I remembered Prof. Ng mentioned he almost always use Relu as the activation function. Therefore, when I worked on the assignment Planar_data_classification_with_one_hidden_layer, I tried replacing sigmoid function with Relu. But when I run the nn_model function, the values in the A1 matrix, become all Nan after it iterates 50 times. Then I tried LRelu, I got the same phenomena. Apparently, Relu and LRelu does not work. Why Prof. Ng said he almost always use Relu as the activation function?
Here is the forward prop function I used. I changed tanh() to LRelu().

It is perfectly possible to make ReLU or Leaky ReLU work in this exercise, but the key point to realize is that the activation function does not only affect the forward propagation, right? You also need to take it into account in the back propagation process.

@paulinpaloalto Thanks a lot for the reply! So for this case, I have to work out the backward propagation equations through some computation, right? I still don’t quite get how those equations are worked out after I watched Prof. Ng’s explanation. Can you point to some books or resources that explain the computation for me?

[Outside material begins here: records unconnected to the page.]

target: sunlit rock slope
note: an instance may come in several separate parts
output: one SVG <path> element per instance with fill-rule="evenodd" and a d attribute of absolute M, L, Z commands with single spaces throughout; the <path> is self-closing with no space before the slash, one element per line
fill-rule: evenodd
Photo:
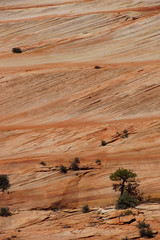
<path fill-rule="evenodd" d="M 159 1 L 0 0 L 1 206 L 109 206 L 118 167 L 159 201 L 159 113 Z"/>

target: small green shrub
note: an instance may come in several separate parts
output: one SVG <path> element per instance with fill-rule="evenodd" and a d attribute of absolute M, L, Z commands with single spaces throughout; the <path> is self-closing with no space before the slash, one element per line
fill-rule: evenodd
<path fill-rule="evenodd" d="M 121 216 L 128 216 L 128 215 L 135 215 L 135 213 L 133 213 L 132 210 L 127 210 L 127 211 L 121 213 L 120 217 Z"/>
<path fill-rule="evenodd" d="M 127 210 L 125 211 L 125 215 L 128 216 L 128 215 L 135 215 L 135 213 L 132 212 L 132 210 Z"/>
<path fill-rule="evenodd" d="M 138 227 L 139 229 L 142 229 L 142 228 L 150 228 L 150 224 L 147 224 L 147 223 L 145 223 L 145 222 L 143 221 L 143 222 L 139 222 L 139 223 L 137 224 L 137 227 Z"/>
<path fill-rule="evenodd" d="M 70 165 L 69 168 L 70 168 L 72 171 L 78 171 L 78 170 L 79 170 L 78 163 L 71 162 L 71 165 Z"/>
<path fill-rule="evenodd" d="M 64 225 L 63 228 L 71 228 L 70 225 Z"/>
<path fill-rule="evenodd" d="M 152 229 L 150 229 L 150 228 L 140 229 L 139 234 L 140 234 L 141 237 L 147 237 L 147 238 L 153 238 L 154 237 Z"/>
<path fill-rule="evenodd" d="M 128 237 L 123 237 L 122 240 L 129 240 Z"/>
<path fill-rule="evenodd" d="M 0 189 L 4 192 L 10 187 L 9 178 L 7 175 L 0 175 Z"/>
<path fill-rule="evenodd" d="M 128 195 L 127 192 L 124 192 L 116 203 L 116 209 L 134 208 L 138 204 L 139 202 L 135 197 Z"/>
<path fill-rule="evenodd" d="M 101 67 L 100 67 L 100 66 L 98 66 L 98 65 L 96 65 L 94 68 L 95 68 L 95 69 L 100 69 Z"/>
<path fill-rule="evenodd" d="M 74 162 L 79 164 L 79 163 L 80 163 L 79 158 L 78 158 L 78 157 L 75 157 Z"/>
<path fill-rule="evenodd" d="M 97 165 L 101 165 L 101 160 L 97 159 L 96 163 L 97 163 Z"/>
<path fill-rule="evenodd" d="M 67 173 L 67 168 L 64 165 L 60 166 L 60 172 L 66 174 Z"/>
<path fill-rule="evenodd" d="M 83 213 L 88 213 L 89 211 L 90 211 L 90 209 L 89 209 L 88 205 L 85 205 L 85 206 L 82 207 L 82 212 Z"/>
<path fill-rule="evenodd" d="M 22 53 L 22 50 L 20 48 L 12 48 L 13 53 Z"/>
<path fill-rule="evenodd" d="M 41 164 L 42 166 L 46 166 L 46 163 L 45 163 L 44 161 L 41 161 L 40 164 Z"/>
<path fill-rule="evenodd" d="M 123 131 L 123 133 L 124 133 L 123 137 L 128 138 L 128 130 L 125 129 L 125 130 Z"/>
<path fill-rule="evenodd" d="M 101 145 L 102 145 L 102 146 L 106 146 L 106 145 L 107 145 L 106 141 L 102 140 L 102 141 L 101 141 Z"/>
<path fill-rule="evenodd" d="M 139 222 L 137 224 L 137 227 L 139 228 L 140 237 L 147 237 L 147 238 L 154 237 L 152 229 L 150 228 L 150 224 L 147 224 L 143 221 L 143 222 Z"/>
<path fill-rule="evenodd" d="M 1 209 L 0 209 L 0 216 L 1 216 L 1 217 L 11 216 L 11 213 L 10 213 L 10 211 L 9 211 L 9 208 L 1 208 Z"/>

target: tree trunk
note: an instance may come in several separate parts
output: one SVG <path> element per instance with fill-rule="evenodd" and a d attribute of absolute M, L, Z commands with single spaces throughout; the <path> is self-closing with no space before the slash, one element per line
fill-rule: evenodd
<path fill-rule="evenodd" d="M 123 192 L 124 192 L 124 180 L 123 180 L 122 186 L 121 186 L 121 196 L 123 195 Z"/>

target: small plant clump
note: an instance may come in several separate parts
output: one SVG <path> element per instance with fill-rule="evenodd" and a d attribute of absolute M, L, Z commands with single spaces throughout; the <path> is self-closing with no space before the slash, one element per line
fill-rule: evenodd
<path fill-rule="evenodd" d="M 135 213 L 132 212 L 132 210 L 127 210 L 127 211 L 121 213 L 121 214 L 120 214 L 120 217 L 121 217 L 121 216 L 128 216 L 128 215 L 135 215 Z"/>
<path fill-rule="evenodd" d="M 142 228 L 149 228 L 150 225 L 147 224 L 147 223 L 145 223 L 145 222 L 143 221 L 143 222 L 139 222 L 139 223 L 137 224 L 137 227 L 138 227 L 139 229 L 142 229 Z"/>
<path fill-rule="evenodd" d="M 46 166 L 46 163 L 45 163 L 44 161 L 41 161 L 40 164 L 41 164 L 42 166 Z"/>
<path fill-rule="evenodd" d="M 129 240 L 128 237 L 123 237 L 122 240 Z"/>
<path fill-rule="evenodd" d="M 78 163 L 72 162 L 70 165 L 70 169 L 73 171 L 78 171 L 79 170 Z"/>
<path fill-rule="evenodd" d="M 134 196 L 128 195 L 127 192 L 124 192 L 116 203 L 116 209 L 134 208 L 138 204 L 139 201 Z"/>
<path fill-rule="evenodd" d="M 94 68 L 95 68 L 95 69 L 100 69 L 101 67 L 100 67 L 100 66 L 98 66 L 98 65 L 96 65 Z"/>
<path fill-rule="evenodd" d="M 96 163 L 97 163 L 97 165 L 101 165 L 101 160 L 97 159 Z"/>
<path fill-rule="evenodd" d="M 146 224 L 144 221 L 139 222 L 137 227 L 139 228 L 140 237 L 153 238 L 154 234 L 150 228 L 150 224 Z"/>
<path fill-rule="evenodd" d="M 9 208 L 1 208 L 0 209 L 0 216 L 1 217 L 8 217 L 8 216 L 11 216 L 11 213 L 9 211 Z"/>
<path fill-rule="evenodd" d="M 123 133 L 124 133 L 124 138 L 128 138 L 128 130 L 127 129 L 125 129 L 124 131 L 123 131 Z"/>
<path fill-rule="evenodd" d="M 79 158 L 78 158 L 78 157 L 75 157 L 74 162 L 79 164 L 79 163 L 80 163 Z"/>
<path fill-rule="evenodd" d="M 21 48 L 12 48 L 13 53 L 22 53 Z"/>
<path fill-rule="evenodd" d="M 60 172 L 66 174 L 67 173 L 67 167 L 64 165 L 60 166 Z"/>
<path fill-rule="evenodd" d="M 88 213 L 88 212 L 90 212 L 89 206 L 88 206 L 88 205 L 83 206 L 83 207 L 82 207 L 82 212 L 83 212 L 83 213 Z"/>
<path fill-rule="evenodd" d="M 71 162 L 71 165 L 70 165 L 69 169 L 72 170 L 72 171 L 78 171 L 79 170 L 79 164 L 80 164 L 79 158 L 75 157 L 74 161 Z"/>
<path fill-rule="evenodd" d="M 107 145 L 106 141 L 102 140 L 102 141 L 101 141 L 101 145 L 102 145 L 102 146 L 106 146 L 106 145 Z"/>
<path fill-rule="evenodd" d="M 10 187 L 9 178 L 7 175 L 0 175 L 0 189 L 2 192 L 7 190 Z"/>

The fully general formulas are given in the notebook here. Note that g^{[1]}() is the activation function at layer 1. Here’s one of the formulas given in the notebook:

@paulinpaloalto Hi, I have changed the derivative of the activation function. The following is the equation. Is this correct?
dZ1 = np.dot(W2.T , dZ2)* np.where(Z1>0, 1, 0.01)
But after I made the change, the accuracy became 71% at most. It couldn’t get better no matter what the number of iteration was.

I tried various combinations and was able to get the the accuracy upto 85% by using n_h=277, α=0.073 and 50000 iterations.
It took a couple of hours to train.

Thanks very much for sharing your results here. I also did a few experiments using just plain ReLU (as opposed to Leaky ReLU). I was able to get 81% accuracy with n_h = 40, \alpha = 0.6 and 12k iterations.

It’s interesting that it seems quite a bit easier to get good results using tanh here on this particular problem. The general rule is that there is no one magic recipe for what will work best in any given situation.

@paulinpaloalto thanks for sharing. I tried the same setting, i.e., n_h = 40, α = 0.6 and 12k iterations, got 85% accuracy, not as good as tanh or sigmoid (which can get 89% accuracy with the default setting).

Hi, @taohaoxiong. Thanks for trying the experiments and sharing your results! I reran my test and I also get 85% accuracy now, using ReLU with the other hyperparameters that you list. I also tried Leaky ReLU with 0.2, 0.1 and 0.05 slopes. I was able to get pretty similar accuracies.

I also tried a few experiments with the original tanh code and was able to get better accuracy on the higher numbers of hidden nodes (n = 20 and n = 40) and was able to get higher than the 91% accuracy by using higher numbers of iterations.